ESPN has its 30 For 30 documentary series. Now one Michigan group is hoping to start a 30 by 30 campaign.
Clean Energy, Healthy Michigan (CEHM) has started collecting signatures to put a statutory ballot on the ballot in November that would require utilities in the state to produce 30% of their electricity from renewable resources by 2030.
The initiative, which will be examined by the Board of State Canvassers later today, would direct the legislature to extend the state’s renewable energy standard (RES) from its current 15% by 2021.
According to the proposed legislative language published on the CEHM website is designed to raise the RES by 3% every two years starting in 2022, meaning the RES would go to 18% in 2022, 21% in 2024 and so on until it reached the full rate in 2030.
To get on the November ballot, CEHM must collect at least valid 252,523 within six months of the ballot language being approved. If the canvassing board approves the language today, the group will need to get the signatures by August 12.

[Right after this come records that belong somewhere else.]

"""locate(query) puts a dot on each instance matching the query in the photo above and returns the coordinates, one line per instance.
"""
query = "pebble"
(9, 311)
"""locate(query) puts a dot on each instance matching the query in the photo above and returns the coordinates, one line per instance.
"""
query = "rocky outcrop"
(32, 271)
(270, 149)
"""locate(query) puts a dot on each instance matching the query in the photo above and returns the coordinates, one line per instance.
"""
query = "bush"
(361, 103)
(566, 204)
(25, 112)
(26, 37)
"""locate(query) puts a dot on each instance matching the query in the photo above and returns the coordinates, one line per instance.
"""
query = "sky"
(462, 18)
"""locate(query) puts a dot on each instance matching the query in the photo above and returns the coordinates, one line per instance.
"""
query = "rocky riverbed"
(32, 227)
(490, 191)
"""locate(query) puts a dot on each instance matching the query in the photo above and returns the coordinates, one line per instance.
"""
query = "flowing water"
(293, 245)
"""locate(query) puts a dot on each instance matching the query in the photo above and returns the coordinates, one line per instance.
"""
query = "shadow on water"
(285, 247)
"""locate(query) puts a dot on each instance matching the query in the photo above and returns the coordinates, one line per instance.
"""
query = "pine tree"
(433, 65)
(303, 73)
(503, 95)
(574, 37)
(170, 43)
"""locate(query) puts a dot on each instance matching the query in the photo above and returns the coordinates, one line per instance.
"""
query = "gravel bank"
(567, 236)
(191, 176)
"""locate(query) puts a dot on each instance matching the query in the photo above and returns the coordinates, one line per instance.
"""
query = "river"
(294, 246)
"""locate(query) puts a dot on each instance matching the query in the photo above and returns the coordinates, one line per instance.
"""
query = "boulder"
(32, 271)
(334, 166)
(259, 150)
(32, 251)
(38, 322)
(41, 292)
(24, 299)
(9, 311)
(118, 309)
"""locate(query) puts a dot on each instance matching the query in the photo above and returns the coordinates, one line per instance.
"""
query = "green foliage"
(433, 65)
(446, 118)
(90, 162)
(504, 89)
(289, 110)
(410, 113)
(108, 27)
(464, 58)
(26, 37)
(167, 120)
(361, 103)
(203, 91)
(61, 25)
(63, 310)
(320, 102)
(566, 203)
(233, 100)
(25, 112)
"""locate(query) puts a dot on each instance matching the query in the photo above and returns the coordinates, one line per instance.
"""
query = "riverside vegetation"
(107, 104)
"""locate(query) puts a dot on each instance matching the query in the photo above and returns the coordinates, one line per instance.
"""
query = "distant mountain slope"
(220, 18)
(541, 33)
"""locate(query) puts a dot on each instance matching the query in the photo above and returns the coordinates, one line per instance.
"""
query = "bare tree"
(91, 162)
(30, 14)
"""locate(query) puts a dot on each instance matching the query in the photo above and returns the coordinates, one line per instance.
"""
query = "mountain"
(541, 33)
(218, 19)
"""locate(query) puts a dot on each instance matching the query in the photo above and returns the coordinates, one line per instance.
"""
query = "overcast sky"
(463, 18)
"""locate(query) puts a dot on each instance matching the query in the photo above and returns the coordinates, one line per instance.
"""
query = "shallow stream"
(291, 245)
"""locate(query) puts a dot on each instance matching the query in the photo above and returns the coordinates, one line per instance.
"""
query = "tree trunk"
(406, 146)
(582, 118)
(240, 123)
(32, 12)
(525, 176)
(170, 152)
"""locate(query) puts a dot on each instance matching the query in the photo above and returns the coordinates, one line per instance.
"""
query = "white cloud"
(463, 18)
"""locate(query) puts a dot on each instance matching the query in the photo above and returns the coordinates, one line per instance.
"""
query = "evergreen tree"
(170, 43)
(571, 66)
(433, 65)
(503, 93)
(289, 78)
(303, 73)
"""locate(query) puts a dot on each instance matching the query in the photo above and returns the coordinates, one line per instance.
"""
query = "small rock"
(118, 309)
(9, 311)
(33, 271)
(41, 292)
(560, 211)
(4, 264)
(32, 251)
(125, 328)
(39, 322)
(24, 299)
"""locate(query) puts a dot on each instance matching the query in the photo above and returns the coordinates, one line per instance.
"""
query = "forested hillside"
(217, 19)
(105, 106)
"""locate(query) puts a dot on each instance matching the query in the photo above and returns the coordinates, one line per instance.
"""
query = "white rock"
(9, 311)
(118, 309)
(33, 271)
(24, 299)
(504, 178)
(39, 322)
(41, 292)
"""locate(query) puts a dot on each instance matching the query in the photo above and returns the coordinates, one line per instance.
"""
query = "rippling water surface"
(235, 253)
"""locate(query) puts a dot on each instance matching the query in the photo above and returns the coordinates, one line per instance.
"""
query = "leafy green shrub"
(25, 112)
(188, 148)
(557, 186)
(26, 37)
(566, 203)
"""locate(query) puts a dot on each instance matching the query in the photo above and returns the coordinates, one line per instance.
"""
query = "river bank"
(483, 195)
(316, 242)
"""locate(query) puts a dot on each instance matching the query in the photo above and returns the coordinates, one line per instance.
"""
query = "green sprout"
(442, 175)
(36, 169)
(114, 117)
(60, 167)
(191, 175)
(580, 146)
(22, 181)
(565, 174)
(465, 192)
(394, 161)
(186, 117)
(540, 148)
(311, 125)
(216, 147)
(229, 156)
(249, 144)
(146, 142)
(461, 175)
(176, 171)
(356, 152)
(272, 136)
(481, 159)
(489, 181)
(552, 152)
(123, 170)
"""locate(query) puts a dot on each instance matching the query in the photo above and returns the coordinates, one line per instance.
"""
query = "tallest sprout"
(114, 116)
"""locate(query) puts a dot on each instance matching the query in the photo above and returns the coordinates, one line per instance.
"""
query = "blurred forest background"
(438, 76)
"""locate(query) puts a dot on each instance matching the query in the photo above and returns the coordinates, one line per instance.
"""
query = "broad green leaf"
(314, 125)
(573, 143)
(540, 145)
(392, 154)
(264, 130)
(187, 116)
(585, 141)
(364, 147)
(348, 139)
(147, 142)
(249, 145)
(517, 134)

In 2012, a similar constitutional amendment – it would have raised the RES to 25% by 2025 – was handily defeated 62% to 38% after a concerted efforts by the state’s utilities to oppose it. Reports say that while clean-energy advocates spent $14 million trying to pass the 2012 version, while the utilities spent nearly double that amount.
Michigan’s current 15%-by-2022 RES was signed into law by Governor Rick Snyder in 2016, and an earlier version of the RES was adopted in 2015 under former Governor Jennifer Granholm and was set at 10% by 2015.
It is notable that if passed 30% would be the highest portion of renewable energy that any Midwestern state has aimed for (with the exception of Minnesota’s requirement for Xcel Energy but not other utilities), such a timeline is not ambitious compared to the 50% by 2030 mandates set in California and New York, let alone the much more aggressive policies in Vermont and Hawaii. Furthermore the policy would not actually increase the speed of the current RPS, only extend it after it expires.
The statutory ballot initiative comes amid significant upheaval in the Michigan solar industry. The state’s Public Service Commission (PSC) is considering changing net metering laws to make compensation a flat rate 5 cents below the retail electricity rate, and full recommendations will be released on April 20. Currently, solar customers are compensated for excess electricity at full retail rates, so the proposed changes would significantly change the economic case for installing solar for many homeowners and businesses.
Renewable energy advocates have also raised objections to Detroit-area utility DTE Energy’s plan to build an enormous natural gas plant without considering renewable alternatives, which they say would save ratepayers far more money. Advocates say DTE cherrypicked the evidence it used in its report arguing for the gas plant.
Finally, solar developer Cypress Creek Renewables has challenged Consumers Energy, another utility, about accusations Consumers has tried to circumvent the Public Utilities Regulatory Power Act of 1978 (PURPA).
Congress passed PURPA at the height of the 1978-1979 oil crisis, when Western nations like the United States tried to wean themselves off fossil fuels to counter a move by the Organization of the Petroleum Exporting Countries (OPEC) to raise oil prices significantly
Under PURPA, utilities are legally required to buy power from independent power producers (IPP) if it is below their cost of generation from other sources, also known as “avoided costs”.